Currently, the Translator object stores the values of the loaded symbol.
The ability to unload a symbol would work.
gdxpds.read_gdx.Translator.dataframe does not appear to cache the dataframe separately in the Translator object, but it does return a copy. Is the copy problematic?
I added an unload feature: https://github.com/NREL/gdx-pandas/commit/bee08e1c256ba32e3d37d63e09819dc2f9cc7559. Does that fix the issue?
It does not, I think the problem here is more subtle and not as I originally described.
I think there is a memory leak, and will close this issue and make a minimum example.

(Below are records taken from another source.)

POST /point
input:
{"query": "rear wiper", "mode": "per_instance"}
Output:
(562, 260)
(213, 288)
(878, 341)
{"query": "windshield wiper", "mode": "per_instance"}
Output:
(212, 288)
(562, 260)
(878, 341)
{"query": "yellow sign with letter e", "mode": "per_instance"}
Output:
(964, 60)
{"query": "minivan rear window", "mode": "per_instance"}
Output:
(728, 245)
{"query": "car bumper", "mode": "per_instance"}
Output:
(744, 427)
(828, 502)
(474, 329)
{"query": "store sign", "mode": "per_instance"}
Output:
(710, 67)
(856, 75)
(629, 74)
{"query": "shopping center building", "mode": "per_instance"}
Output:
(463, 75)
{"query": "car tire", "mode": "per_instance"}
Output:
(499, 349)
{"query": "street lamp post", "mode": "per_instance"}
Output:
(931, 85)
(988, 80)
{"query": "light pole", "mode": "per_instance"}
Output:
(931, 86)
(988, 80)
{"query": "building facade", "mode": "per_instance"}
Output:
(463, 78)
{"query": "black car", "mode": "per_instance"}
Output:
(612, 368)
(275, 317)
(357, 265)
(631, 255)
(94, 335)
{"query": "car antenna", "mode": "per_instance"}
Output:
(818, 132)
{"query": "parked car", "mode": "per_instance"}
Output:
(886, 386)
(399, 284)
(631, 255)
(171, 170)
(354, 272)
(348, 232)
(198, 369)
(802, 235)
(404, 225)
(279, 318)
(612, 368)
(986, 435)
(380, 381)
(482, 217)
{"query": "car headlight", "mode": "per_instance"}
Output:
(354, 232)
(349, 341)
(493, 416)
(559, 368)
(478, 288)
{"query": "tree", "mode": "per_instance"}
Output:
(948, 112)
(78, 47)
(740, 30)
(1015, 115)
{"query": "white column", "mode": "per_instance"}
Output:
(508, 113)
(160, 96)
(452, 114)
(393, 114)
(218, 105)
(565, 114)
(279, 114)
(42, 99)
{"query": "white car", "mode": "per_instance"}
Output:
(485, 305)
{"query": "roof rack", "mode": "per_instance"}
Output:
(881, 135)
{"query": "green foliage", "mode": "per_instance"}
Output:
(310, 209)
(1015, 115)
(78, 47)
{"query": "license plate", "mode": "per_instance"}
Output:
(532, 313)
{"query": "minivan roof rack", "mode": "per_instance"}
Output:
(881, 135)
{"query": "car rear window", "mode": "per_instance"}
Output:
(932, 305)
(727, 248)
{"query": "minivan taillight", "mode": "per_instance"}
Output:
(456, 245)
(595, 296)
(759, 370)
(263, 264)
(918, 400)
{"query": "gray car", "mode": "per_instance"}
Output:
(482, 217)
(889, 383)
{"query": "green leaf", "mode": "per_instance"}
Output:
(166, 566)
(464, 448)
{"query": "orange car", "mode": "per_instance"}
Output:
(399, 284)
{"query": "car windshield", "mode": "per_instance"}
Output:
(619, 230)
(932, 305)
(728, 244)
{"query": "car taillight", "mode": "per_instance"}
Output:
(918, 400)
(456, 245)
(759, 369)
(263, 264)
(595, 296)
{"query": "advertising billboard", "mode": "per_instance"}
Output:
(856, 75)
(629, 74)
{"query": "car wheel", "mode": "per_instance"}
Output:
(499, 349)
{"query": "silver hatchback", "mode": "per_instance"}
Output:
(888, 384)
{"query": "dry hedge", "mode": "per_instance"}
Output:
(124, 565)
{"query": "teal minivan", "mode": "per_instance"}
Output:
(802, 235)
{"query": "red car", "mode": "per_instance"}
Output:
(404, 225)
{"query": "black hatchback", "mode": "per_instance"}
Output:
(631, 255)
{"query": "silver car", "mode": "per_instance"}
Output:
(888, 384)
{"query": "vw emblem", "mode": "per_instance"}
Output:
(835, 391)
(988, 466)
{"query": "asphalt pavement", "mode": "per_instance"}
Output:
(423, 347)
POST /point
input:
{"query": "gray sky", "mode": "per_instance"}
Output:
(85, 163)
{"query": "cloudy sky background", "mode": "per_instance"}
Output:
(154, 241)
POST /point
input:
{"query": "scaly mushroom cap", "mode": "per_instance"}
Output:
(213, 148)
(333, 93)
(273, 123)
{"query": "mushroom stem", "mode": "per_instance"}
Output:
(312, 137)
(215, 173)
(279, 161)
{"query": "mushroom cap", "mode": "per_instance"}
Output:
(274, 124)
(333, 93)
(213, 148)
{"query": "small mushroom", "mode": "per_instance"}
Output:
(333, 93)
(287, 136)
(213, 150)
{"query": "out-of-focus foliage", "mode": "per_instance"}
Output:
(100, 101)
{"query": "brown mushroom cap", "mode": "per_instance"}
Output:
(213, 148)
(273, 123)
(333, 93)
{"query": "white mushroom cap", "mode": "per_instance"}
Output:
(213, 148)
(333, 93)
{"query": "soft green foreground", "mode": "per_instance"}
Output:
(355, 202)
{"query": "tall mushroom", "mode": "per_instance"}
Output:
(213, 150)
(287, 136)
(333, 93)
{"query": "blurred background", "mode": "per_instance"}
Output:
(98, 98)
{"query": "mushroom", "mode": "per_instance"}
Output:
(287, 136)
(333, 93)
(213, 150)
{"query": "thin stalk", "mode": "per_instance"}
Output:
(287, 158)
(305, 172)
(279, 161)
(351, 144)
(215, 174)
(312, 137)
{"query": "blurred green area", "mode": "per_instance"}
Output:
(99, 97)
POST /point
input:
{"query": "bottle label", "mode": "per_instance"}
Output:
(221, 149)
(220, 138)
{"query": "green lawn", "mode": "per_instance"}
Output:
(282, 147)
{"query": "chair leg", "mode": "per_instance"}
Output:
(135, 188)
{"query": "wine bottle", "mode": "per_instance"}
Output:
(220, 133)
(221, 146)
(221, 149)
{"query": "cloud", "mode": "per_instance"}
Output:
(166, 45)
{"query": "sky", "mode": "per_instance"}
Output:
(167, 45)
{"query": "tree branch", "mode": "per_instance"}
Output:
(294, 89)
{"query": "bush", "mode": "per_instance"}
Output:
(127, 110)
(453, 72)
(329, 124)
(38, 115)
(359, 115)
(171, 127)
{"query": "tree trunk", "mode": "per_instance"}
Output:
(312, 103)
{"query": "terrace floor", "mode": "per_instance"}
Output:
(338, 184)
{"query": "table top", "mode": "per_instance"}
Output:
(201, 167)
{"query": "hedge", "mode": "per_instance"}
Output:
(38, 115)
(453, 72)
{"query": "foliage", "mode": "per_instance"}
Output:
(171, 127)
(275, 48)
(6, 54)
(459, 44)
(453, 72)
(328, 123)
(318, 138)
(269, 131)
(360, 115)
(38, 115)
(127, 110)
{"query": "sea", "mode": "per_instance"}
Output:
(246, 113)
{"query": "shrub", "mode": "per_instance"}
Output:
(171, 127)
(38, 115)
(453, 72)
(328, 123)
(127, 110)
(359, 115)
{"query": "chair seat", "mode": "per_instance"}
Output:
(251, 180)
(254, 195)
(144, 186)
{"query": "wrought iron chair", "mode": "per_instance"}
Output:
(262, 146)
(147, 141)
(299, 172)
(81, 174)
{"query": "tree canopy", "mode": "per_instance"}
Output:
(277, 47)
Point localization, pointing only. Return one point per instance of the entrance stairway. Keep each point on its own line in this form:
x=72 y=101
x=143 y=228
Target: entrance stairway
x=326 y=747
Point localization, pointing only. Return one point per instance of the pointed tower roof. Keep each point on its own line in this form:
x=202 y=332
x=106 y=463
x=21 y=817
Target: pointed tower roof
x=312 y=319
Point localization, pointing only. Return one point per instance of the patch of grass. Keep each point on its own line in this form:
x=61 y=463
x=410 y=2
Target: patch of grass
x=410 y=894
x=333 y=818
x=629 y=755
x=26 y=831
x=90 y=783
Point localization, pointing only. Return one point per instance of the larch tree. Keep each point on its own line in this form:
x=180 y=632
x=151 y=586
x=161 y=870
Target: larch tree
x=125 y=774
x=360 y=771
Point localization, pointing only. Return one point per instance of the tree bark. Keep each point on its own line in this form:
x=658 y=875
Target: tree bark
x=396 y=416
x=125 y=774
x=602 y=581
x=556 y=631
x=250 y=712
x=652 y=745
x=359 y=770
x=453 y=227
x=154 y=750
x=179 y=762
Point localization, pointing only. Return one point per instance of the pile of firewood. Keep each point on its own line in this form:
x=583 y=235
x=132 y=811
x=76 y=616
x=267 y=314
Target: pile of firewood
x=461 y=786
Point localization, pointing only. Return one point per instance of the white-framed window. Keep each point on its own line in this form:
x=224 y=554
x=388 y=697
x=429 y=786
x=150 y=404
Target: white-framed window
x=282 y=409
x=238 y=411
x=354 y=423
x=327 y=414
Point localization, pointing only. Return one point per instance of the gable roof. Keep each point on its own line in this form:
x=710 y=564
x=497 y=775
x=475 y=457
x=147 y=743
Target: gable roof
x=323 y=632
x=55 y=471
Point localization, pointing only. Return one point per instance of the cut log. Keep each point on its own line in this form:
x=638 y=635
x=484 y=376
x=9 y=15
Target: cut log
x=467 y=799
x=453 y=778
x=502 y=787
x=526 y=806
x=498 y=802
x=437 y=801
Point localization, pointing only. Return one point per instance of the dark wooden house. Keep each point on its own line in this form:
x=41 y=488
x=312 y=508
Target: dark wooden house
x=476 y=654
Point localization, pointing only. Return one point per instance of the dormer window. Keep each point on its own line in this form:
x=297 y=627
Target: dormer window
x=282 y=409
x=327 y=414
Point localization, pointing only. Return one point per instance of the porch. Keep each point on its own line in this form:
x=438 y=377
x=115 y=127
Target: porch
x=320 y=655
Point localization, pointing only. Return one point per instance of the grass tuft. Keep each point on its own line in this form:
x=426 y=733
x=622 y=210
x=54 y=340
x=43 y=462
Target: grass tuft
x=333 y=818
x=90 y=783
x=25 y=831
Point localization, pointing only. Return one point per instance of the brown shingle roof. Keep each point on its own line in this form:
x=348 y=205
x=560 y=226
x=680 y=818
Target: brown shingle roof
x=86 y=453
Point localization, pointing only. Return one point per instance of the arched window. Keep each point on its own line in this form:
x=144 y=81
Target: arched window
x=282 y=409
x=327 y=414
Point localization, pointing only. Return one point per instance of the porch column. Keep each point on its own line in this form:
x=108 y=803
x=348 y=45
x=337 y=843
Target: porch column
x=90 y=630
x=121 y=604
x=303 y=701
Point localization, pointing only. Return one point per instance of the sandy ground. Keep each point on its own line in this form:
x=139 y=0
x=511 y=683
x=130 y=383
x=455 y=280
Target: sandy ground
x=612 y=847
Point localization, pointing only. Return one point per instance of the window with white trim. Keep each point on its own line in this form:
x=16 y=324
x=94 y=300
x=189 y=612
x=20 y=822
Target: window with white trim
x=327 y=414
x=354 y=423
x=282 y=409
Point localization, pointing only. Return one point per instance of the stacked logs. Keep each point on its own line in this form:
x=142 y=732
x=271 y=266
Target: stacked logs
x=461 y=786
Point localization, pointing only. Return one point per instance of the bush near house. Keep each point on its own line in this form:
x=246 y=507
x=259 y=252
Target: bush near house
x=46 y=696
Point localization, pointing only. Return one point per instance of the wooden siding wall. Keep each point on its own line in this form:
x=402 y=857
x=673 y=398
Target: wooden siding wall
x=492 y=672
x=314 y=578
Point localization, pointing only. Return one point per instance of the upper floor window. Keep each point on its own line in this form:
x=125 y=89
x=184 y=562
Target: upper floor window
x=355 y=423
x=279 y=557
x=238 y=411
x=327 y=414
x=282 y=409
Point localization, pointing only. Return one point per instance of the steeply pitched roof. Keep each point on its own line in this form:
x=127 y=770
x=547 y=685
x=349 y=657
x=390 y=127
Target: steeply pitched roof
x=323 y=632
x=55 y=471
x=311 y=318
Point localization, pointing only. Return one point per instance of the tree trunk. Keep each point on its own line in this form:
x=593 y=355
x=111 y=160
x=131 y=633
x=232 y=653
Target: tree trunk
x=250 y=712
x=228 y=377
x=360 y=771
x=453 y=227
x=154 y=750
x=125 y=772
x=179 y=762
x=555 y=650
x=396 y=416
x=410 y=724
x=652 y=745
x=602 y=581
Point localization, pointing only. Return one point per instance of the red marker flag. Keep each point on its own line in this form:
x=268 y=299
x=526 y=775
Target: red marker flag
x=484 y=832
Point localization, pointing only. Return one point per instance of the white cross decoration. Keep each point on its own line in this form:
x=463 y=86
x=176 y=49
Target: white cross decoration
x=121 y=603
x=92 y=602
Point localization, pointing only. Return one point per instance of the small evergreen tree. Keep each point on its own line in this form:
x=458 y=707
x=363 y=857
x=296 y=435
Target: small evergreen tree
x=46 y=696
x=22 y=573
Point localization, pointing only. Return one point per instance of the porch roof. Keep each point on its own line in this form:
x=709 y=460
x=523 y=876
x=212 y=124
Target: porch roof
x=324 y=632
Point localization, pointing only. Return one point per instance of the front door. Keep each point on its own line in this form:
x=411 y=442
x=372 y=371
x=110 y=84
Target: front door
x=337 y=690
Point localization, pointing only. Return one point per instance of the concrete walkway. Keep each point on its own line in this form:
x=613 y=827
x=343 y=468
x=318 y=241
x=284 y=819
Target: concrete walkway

In my use case, I am trying to pick out some small and large symbols from a very large (3GB) gdx. It is too large to use to_dataframes(). Reading the GDX with lazy load is super slow, so calling to_dataframe() many times is also slow. In the end I settled for creating a Translator object and reusing it, but I discovered that the results are cached, so my large symbols have duplicated dataframes when I do anything with them.
Perhaps we should not store the symbol state by default?